Tolkachev told the CIA he had never even considered selling secrets to, say, China. “And how about America, maybe it has bewitched me and I am madly in love with it?” he wrote. “I have never seen your country with my own eyes, and to love it unseen, I do not have enough fantasy nor romanticism. However, based on some facts, I got the impression, that I would prefer to live in America. It is for this very reason that I decided to offer you my collaboration.”
Tolkachev was usually at his desk at Phazotron by 8:00 a.m., but he did a lot of his best thinking outside the office. He often found inspiration at home or sitting alone in the early evening in the Lenin Library. He jotted down notes, then took them to work and copied them into a special classified notebook, which was turned over to the typing pool.
Tolkachev realized there was a security gap at Phazotron, and he took advantage of it for his espionage. He would leave the office during the lunch hour with secret documents tucked inside his coat, and make the 20 minute walk to his empty apartment. There, he would take out the Pentax camera given to him by the CIA, clamp it to the back of a chair, position a lamp nearby, and make copies of documents. He would return the documents to the office after lunch. He gave the film to the CIA over the course of 21 meetings on the streets of Moscow.

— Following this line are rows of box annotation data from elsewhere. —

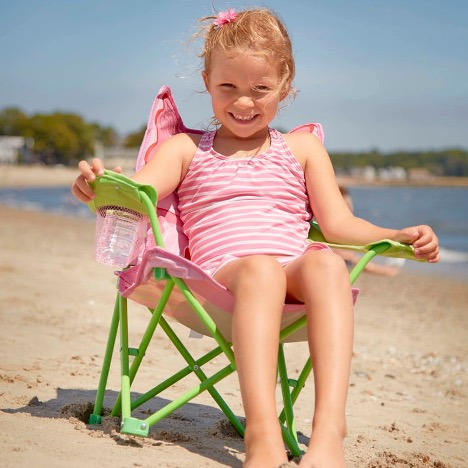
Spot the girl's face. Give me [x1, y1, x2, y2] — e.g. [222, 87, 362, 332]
[202, 50, 281, 138]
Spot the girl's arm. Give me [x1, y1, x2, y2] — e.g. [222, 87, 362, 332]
[288, 133, 439, 262]
[72, 133, 200, 203]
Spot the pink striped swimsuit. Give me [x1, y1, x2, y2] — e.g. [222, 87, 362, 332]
[178, 129, 326, 275]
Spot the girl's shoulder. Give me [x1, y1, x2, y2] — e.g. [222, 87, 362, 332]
[282, 132, 324, 167]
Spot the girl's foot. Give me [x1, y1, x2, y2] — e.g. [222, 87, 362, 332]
[243, 424, 288, 468]
[299, 429, 346, 468]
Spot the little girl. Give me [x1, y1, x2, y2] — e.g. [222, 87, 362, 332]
[72, 9, 439, 468]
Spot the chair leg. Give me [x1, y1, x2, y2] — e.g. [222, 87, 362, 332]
[112, 281, 174, 416]
[88, 293, 120, 424]
[278, 343, 312, 457]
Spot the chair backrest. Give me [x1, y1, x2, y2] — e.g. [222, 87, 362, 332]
[135, 86, 324, 258]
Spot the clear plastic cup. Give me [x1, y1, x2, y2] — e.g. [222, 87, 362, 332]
[94, 206, 147, 268]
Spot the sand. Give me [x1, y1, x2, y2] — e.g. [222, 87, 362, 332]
[0, 168, 468, 468]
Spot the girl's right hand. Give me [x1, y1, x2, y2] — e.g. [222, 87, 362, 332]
[71, 159, 122, 203]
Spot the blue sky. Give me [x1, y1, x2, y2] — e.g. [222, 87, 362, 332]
[0, 0, 468, 151]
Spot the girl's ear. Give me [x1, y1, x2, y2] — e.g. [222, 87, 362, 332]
[202, 70, 210, 92]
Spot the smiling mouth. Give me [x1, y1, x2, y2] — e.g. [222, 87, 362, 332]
[231, 112, 256, 122]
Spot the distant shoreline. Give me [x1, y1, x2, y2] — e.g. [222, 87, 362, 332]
[0, 166, 468, 188]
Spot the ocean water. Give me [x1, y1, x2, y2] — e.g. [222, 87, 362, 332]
[0, 186, 468, 279]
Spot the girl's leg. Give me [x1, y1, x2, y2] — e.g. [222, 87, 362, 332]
[285, 251, 354, 468]
[215, 255, 287, 468]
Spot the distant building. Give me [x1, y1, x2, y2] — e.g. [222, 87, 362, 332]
[408, 167, 434, 182]
[0, 136, 34, 164]
[94, 143, 138, 174]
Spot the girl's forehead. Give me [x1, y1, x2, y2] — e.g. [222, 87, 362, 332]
[210, 49, 279, 75]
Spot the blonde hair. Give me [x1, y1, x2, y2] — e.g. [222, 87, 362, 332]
[197, 8, 296, 99]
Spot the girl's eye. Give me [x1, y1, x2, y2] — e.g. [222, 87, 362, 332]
[253, 85, 271, 93]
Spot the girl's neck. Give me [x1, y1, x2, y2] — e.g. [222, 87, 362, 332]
[213, 127, 271, 158]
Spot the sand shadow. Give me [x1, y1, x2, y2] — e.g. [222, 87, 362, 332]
[0, 388, 244, 468]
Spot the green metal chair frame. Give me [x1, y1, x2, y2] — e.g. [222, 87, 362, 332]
[89, 171, 414, 457]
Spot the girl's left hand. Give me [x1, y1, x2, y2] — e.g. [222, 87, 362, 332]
[394, 225, 440, 263]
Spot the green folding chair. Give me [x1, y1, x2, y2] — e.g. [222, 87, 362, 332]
[83, 87, 414, 457]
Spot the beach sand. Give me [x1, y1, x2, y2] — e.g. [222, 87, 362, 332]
[0, 169, 468, 468]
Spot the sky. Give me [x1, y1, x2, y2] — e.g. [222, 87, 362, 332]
[0, 0, 468, 152]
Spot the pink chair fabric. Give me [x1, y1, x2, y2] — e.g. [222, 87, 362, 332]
[117, 86, 357, 341]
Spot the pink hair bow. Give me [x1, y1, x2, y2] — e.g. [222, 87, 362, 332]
[213, 8, 237, 28]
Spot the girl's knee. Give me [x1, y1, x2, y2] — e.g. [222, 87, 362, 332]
[236, 255, 286, 288]
[300, 250, 349, 279]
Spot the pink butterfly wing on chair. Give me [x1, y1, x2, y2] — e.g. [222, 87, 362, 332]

One day in 1981, Tolkachev was careless. After finishing his work, he usually stowed his camera and clamp in the crawl space above the kitchen door, where they would be well-hidden. But this time he hastily left them in a desk drawer. They were discovered by Natasha, and she immediately guessed what Adik was doing. She confronted him when they were alone.
Her concern was not the damage he was doing to the Soviet state. She hated the system even more than Adik did. But she did not want their family to get hurt in the way that her parents had. She did not want to bring the wrath of the KGB upon them.
Tolkachev confessed to her. She demanded that he stop his spying, to spare the family any difficulty, and he promised to quit. But he did not. He continued to provide top-secret documents to the CIA, but in late 1984 and early 1985, he was betrayed to the KGB. (CIA officials believe the informant was Edward Lee Howard, a one-time CIA trainee who had been fired after failing a series of polygraph tests. Howard, who defected to the Soviet Union after Tolkachev’s arrest, denied betraying the Soviet spy. Howard died in Moscow in 2002.) Tolkachev was arrested in 1985, interrogated, and tried by a military tribunal for treason. The Soviet news agency Tass announced on October 22, 1986 that he had been executed.
This article has been excerpted from David Hoffman’s new book, The Billion Dollar Spy.